In a recent message to our Playhouse community, Executive Director Zach Flock writes:
Please indulge me while I geek out over data.
I want to share two charts with you, and see if you reach the same conclusion I did.
The first chart shows our 2025 operating expenses by month.
The second chart shows our 2025 Annual Fund donations by month.
Notice anything?
Here’s what I see. First, our expenses are pretty consistent from month to month, except for start-of-year costs in January.
Second, while expenses are consistent, annual fund donations are not. More than 75% of our annual fund donations don’t come in until the second half of the year. A third of all donations are made in a single day in August on Erie Gives.
For an organization with a very lean budget, that means we’re low on cash for much of the year. Annual Fund donations make up about 20% of our total revenue, so we feel the pinch.
As grateful as we are for every donation – and for the 3-4% match they receive during Erie Gives – we’d really benefit from a more steady flow of donations spread across the year.
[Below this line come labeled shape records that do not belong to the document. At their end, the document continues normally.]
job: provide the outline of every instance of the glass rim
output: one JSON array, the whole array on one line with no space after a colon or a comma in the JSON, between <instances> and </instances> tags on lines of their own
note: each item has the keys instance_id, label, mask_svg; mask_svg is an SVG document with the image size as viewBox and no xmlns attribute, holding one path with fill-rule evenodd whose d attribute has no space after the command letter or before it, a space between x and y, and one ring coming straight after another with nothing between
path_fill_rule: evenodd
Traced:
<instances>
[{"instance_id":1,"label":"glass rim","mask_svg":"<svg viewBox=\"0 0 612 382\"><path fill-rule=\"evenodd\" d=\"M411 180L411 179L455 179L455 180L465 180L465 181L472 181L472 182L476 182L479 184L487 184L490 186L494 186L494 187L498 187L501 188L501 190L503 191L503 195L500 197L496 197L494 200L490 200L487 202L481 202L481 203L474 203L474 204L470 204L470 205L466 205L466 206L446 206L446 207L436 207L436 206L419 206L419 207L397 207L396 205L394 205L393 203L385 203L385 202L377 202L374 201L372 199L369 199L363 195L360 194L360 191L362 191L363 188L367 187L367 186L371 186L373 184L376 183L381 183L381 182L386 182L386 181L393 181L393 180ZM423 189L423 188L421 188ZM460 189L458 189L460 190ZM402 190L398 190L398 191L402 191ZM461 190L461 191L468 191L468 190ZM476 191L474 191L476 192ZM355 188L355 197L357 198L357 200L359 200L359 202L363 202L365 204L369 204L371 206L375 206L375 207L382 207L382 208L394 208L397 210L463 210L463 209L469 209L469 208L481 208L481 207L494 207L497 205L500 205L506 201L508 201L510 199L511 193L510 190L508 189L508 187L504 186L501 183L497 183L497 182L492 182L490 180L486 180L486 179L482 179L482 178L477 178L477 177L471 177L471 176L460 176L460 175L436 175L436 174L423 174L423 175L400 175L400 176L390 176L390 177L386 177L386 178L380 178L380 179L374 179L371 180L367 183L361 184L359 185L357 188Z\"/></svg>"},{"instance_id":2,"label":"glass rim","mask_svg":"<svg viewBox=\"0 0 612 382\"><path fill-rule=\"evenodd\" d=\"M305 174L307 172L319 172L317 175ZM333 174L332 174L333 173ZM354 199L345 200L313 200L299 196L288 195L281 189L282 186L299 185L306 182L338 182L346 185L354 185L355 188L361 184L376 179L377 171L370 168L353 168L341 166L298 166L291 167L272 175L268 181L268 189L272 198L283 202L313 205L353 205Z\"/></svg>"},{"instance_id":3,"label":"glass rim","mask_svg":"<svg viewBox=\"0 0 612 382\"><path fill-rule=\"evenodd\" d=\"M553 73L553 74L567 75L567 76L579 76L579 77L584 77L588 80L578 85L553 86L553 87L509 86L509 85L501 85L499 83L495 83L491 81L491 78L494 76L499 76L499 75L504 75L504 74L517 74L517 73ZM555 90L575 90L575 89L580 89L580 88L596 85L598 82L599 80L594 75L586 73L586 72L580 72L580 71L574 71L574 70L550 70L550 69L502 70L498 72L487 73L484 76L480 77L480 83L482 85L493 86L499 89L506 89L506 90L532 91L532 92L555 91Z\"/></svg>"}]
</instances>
In other words, we need the second chart to look more like the first chart.
Our 2026 Annual Fund goal is $275,000. That averages out to just about $23,000 a month. We’re asking our supporters to make an annual fund donation early (why not now?) and often (make it a monthly recurring donation!).
Without the Annual Fund, our average ticket price would increase by $10, pricing a lot of patrons out. The Annual Fund helps make theatre accessible to our entire community!
A year from now, I hope to send an email where the second chart looks more like the first one – 12 months of consistent Annual Fund donations, bringing much-needed stability to our day-to-day operations.
That’s the impact you can have! Let’s do this!